La lettre expédiée d’Edimbourg assassine les fausses gloires internationales et démontre avec une féroce jubilation pourquoi Norman Mailer et Henry Miller sont pour le moins surestimés. Celle d’Amsterdam est consacrée à la mélancolie et aux moyens de la combattre. Les deux missives d’Angleterre décrivent la guerre incessante entre l’acte d’écrire et le néant de tout quotidien. La lettre postée du pays des écrivains donne les preuves qu’écrire n’est pas une activité gratuite, quoi qu’en pensent les médiocres de notre planète. Enfin, le courrier posté d’Algésiras explique comment Reve a trouvé la paix intérieure, alcool et miséricorde divine aidant, pour mener à bien son œuvre.

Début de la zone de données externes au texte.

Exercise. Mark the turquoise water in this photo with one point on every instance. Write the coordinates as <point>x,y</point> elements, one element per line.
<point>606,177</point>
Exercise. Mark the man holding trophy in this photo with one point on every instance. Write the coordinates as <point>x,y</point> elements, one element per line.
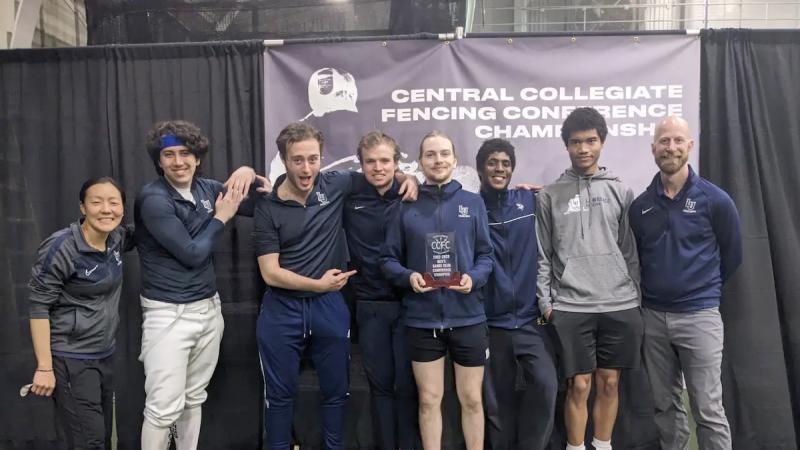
<point>440,249</point>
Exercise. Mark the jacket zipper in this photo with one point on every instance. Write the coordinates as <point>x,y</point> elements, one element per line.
<point>439,228</point>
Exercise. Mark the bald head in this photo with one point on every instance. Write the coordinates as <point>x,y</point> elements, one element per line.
<point>671,145</point>
<point>671,123</point>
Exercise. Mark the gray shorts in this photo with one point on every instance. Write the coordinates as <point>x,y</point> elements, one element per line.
<point>588,341</point>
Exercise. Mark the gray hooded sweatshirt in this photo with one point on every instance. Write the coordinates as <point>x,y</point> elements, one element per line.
<point>587,252</point>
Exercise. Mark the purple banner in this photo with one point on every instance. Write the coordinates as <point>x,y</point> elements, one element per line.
<point>520,89</point>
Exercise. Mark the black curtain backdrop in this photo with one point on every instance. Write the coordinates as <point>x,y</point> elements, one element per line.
<point>750,146</point>
<point>68,114</point>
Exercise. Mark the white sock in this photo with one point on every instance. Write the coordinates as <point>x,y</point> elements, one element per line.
<point>188,426</point>
<point>601,445</point>
<point>153,437</point>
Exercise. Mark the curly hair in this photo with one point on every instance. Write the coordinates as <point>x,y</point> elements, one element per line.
<point>375,138</point>
<point>297,132</point>
<point>584,119</point>
<point>186,132</point>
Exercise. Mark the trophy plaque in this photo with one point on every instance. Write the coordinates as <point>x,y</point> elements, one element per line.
<point>441,262</point>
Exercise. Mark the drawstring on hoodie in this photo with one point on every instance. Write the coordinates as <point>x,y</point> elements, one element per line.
<point>580,207</point>
<point>306,319</point>
<point>588,200</point>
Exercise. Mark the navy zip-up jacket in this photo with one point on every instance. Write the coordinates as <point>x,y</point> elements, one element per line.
<point>511,291</point>
<point>77,288</point>
<point>365,227</point>
<point>175,239</point>
<point>688,246</point>
<point>439,209</point>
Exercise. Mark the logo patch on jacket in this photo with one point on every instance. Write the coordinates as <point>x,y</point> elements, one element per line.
<point>574,205</point>
<point>322,199</point>
<point>688,207</point>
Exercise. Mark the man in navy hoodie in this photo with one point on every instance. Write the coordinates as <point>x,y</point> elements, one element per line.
<point>179,218</point>
<point>382,333</point>
<point>687,233</point>
<point>443,320</point>
<point>301,255</point>
<point>515,338</point>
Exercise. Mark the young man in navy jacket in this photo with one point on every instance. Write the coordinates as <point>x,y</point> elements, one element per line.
<point>378,310</point>
<point>179,218</point>
<point>515,338</point>
<point>443,320</point>
<point>687,233</point>
<point>301,255</point>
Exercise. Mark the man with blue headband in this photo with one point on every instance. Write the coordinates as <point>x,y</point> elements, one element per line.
<point>179,217</point>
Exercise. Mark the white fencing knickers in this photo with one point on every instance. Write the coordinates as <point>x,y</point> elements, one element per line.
<point>180,349</point>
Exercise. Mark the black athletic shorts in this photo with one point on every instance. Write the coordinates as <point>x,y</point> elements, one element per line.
<point>468,346</point>
<point>587,341</point>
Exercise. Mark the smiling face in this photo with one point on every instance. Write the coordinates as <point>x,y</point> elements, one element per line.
<point>378,165</point>
<point>496,172</point>
<point>438,159</point>
<point>584,149</point>
<point>179,165</point>
<point>302,165</point>
<point>102,208</point>
<point>672,145</point>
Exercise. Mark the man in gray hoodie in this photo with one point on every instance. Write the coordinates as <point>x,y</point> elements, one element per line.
<point>588,278</point>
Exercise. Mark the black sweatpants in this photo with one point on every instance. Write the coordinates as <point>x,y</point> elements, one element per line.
<point>530,348</point>
<point>84,396</point>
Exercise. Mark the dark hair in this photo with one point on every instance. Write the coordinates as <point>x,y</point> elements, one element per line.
<point>495,145</point>
<point>436,133</point>
<point>297,132</point>
<point>187,132</point>
<point>100,180</point>
<point>584,119</point>
<point>373,139</point>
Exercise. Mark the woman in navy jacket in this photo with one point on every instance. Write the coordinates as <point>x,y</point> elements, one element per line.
<point>74,312</point>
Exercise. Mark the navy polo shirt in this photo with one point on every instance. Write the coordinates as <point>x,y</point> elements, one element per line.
<point>309,237</point>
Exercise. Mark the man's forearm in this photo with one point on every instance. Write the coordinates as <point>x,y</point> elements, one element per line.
<point>286,279</point>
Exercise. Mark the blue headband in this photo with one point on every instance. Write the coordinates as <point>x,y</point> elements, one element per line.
<point>170,140</point>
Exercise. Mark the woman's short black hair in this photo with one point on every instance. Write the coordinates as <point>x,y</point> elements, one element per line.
<point>100,180</point>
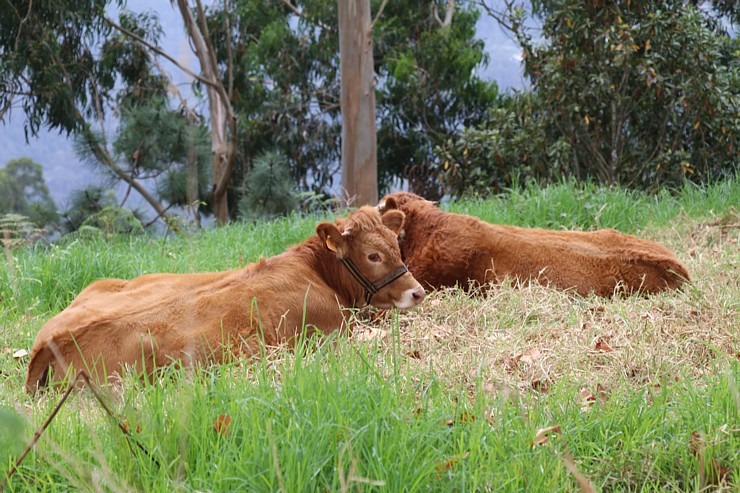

En librairie le 11 mars 2010
Traduit par du hollandais par Bertrand Abraham
192 p.
21 €
ISBN : 9782752903730
Né le 14 décembre 1923 à Amsterdam, Gerard Reve est considéré comme l’un des trois plus grands auteurs d’expression néerlandaise aux côtés de W. F. Hermans et Harry Mulish. Longtemps icône d’une certaine jeunesse révoltée, Gerard Reve est connu pour son œuvre controversée, jalonnée de scandales, entre vision subversive de la religion et sexualité débridée (homosexuel, il fut l’un des premiers à faire son coming out aux Pays-Bas). Flamboyant cousin d’un Thomas Bernhard et d’une Elfriede Jelinek, son œuvre tout d’abord contestée, fut finalement très largement saluée pour son audace, sa puissance et son humour. Son roman Le Quatrième Homme (1981) a d’ailleurs été porté à l’écran par Paul Verhoeven en 1983. Décédé en 2006, il laisse derrière lui une œuvre colossale et flamboyante, et l’image forte d’un écrivain que rien ne semblait pouvoir ébranler. Les éditions Phébus ont publié en 2005 un de ses romans majeurs, Mère et fils.